Once upon a time a team who wants to have a dedicated Kubernetes cluster for their services. Services which will be deployed need to be exposed through an API Gateway and protected via mTLS.
The aim of this story is basic, there are several ways to achieve it and we will see one way to do it. Not the perfect one, but a solution, a way to deploy a cluster, a managed cluster, with containers/services accessible and protected.
Are you ready?
Technical solutions
Like others real projects our project have constraints.
We need to deploy a Kubernetes cluster, it’s a fact.
But where? Can we handle our proper kubernetes cluster? Have we got a dedicated team?
No… so we need to choose a managed kubernetes cluster.
Can we choose our Cloud provider?

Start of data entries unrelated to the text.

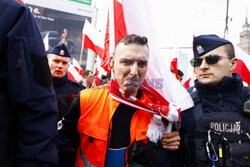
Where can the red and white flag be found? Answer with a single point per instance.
(243, 65)
(92, 38)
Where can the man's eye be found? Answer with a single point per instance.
(57, 61)
(127, 62)
(65, 63)
(142, 63)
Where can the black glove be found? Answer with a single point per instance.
(141, 153)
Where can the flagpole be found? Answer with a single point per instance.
(80, 61)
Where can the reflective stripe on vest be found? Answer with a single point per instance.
(86, 163)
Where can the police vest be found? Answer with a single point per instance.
(64, 98)
(94, 125)
(220, 138)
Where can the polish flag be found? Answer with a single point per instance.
(92, 38)
(243, 65)
(187, 83)
(174, 67)
(126, 18)
(20, 1)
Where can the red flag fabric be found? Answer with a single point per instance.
(187, 83)
(174, 67)
(20, 1)
(242, 69)
(92, 39)
(243, 65)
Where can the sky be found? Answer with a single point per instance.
(179, 20)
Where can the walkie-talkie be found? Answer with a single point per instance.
(246, 108)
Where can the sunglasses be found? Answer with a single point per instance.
(210, 60)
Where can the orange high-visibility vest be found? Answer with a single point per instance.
(94, 125)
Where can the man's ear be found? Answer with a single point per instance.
(234, 63)
(195, 72)
(112, 62)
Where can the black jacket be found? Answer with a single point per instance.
(28, 111)
(228, 96)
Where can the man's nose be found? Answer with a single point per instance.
(60, 65)
(134, 69)
(204, 64)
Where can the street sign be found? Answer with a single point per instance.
(86, 2)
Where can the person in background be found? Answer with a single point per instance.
(110, 131)
(88, 79)
(180, 75)
(28, 111)
(215, 132)
(59, 59)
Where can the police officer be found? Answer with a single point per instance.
(215, 132)
(28, 111)
(59, 61)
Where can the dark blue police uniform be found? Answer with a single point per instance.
(65, 91)
(215, 132)
(28, 114)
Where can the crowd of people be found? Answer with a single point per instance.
(47, 120)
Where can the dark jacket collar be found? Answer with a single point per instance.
(227, 84)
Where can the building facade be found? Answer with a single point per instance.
(245, 37)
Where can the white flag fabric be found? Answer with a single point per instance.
(46, 42)
(243, 65)
(139, 20)
(92, 38)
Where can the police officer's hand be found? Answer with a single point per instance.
(141, 153)
(171, 141)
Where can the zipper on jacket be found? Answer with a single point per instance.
(21, 66)
(20, 58)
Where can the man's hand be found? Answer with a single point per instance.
(171, 141)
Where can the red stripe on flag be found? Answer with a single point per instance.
(174, 67)
(71, 77)
(120, 27)
(90, 45)
(187, 83)
(243, 71)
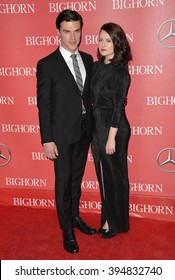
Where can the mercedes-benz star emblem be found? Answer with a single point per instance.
(166, 33)
(166, 160)
(5, 155)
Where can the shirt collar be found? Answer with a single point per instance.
(66, 54)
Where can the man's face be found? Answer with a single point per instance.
(70, 35)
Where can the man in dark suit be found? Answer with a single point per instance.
(66, 122)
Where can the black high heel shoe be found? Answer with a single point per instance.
(108, 234)
(101, 231)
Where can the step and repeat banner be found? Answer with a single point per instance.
(27, 34)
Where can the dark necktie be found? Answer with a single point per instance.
(79, 79)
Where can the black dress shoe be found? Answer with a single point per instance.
(83, 227)
(108, 234)
(101, 231)
(70, 243)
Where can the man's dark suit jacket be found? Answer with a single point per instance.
(59, 99)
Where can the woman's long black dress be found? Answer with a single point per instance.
(109, 89)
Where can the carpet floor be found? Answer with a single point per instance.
(34, 234)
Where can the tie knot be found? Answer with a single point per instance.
(73, 56)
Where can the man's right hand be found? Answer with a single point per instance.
(50, 150)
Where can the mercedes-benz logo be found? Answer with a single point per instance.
(166, 33)
(166, 160)
(5, 155)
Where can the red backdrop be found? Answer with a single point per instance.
(28, 33)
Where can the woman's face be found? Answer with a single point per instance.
(106, 46)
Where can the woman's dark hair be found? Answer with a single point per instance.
(68, 15)
(122, 50)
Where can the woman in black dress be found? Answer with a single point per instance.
(109, 86)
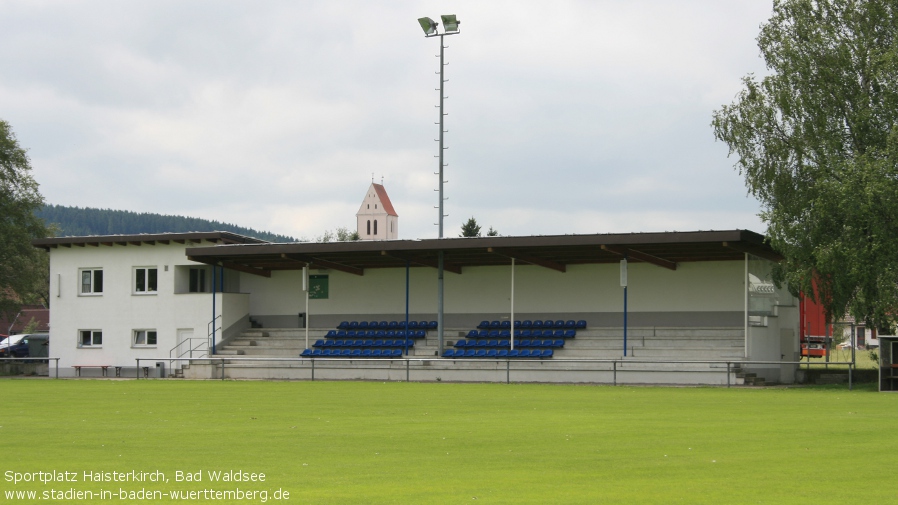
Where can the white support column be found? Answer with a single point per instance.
(512, 305)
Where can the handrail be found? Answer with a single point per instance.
(190, 349)
(508, 361)
(36, 359)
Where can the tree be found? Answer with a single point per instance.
(21, 265)
(817, 142)
(470, 228)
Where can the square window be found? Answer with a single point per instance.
(144, 338)
(90, 338)
(145, 280)
(91, 281)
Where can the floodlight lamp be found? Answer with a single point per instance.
(428, 25)
(450, 23)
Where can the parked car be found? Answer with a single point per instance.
(23, 346)
(10, 346)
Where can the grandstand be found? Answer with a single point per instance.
(541, 308)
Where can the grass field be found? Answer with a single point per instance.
(363, 442)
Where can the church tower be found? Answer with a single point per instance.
(377, 220)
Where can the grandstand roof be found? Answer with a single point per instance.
(665, 249)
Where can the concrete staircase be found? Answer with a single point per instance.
(661, 344)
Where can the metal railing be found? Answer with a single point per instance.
(38, 360)
(730, 365)
(201, 346)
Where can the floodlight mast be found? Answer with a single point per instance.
(450, 27)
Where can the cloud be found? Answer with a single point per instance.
(574, 117)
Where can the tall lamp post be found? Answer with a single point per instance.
(450, 27)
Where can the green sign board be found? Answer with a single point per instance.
(318, 287)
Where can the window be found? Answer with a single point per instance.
(145, 280)
(90, 338)
(197, 282)
(91, 281)
(144, 338)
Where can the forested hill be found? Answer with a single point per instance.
(88, 221)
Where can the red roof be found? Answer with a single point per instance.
(384, 199)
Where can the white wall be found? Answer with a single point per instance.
(117, 312)
(699, 286)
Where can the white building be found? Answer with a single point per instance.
(376, 218)
(690, 295)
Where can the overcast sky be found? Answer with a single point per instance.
(585, 116)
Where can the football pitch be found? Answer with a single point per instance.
(126, 441)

No … the constraint is to install it in AWS…
OK, so let’s start with an EKS, the Kubernetes managed cluster by AWS! :-)
In order to deploy an AWS EKS cluster several solutions exists, you can download and use eksctl command line or you can use Terraform.
Our team always manage their infastructure, their managed resources with Terraform, an Infrastructure as Code (IaC) tool.
An existing Terraform module exists in order to deploy an AWS EKS but:
- it’s an old module, not uptodate and not maintained
- it’s not tf 0.12 compliant
So we will define our proper resources.
In order to access the services deployed in containers, several solutions exists. We need a reverse-proxy, deployable as a Kubernetes Ingress, easy to deploy and compatible with mTLS, we will choose Traefik.
We don't want to create manually new DN so we will use external-dns linked to our services which will create AWS Route53 records.
For mTLS we will create our own PKI and generate our own CA root, server and client certificates.
And for tests, we will create a test collection and use Postman.
Kubernetes cluster deployment through IaC
We know we wants to deploy with Terraform a AWS EKS cluster. So concretely we need to deploy a lot of resources for this EKS cluster, a lot of resources… 😅
Here the list of AWS resources to define:
- EKS
- IAM roles
- IAM roles policies
- IAM policies attachment
- IAM OpenID Connect Provider
- ASG
- IG
- SG
- Subnets
- Route53
First of all, we need to initialize our code organization.
Pre-requisits: install Terraform CLI in your machine.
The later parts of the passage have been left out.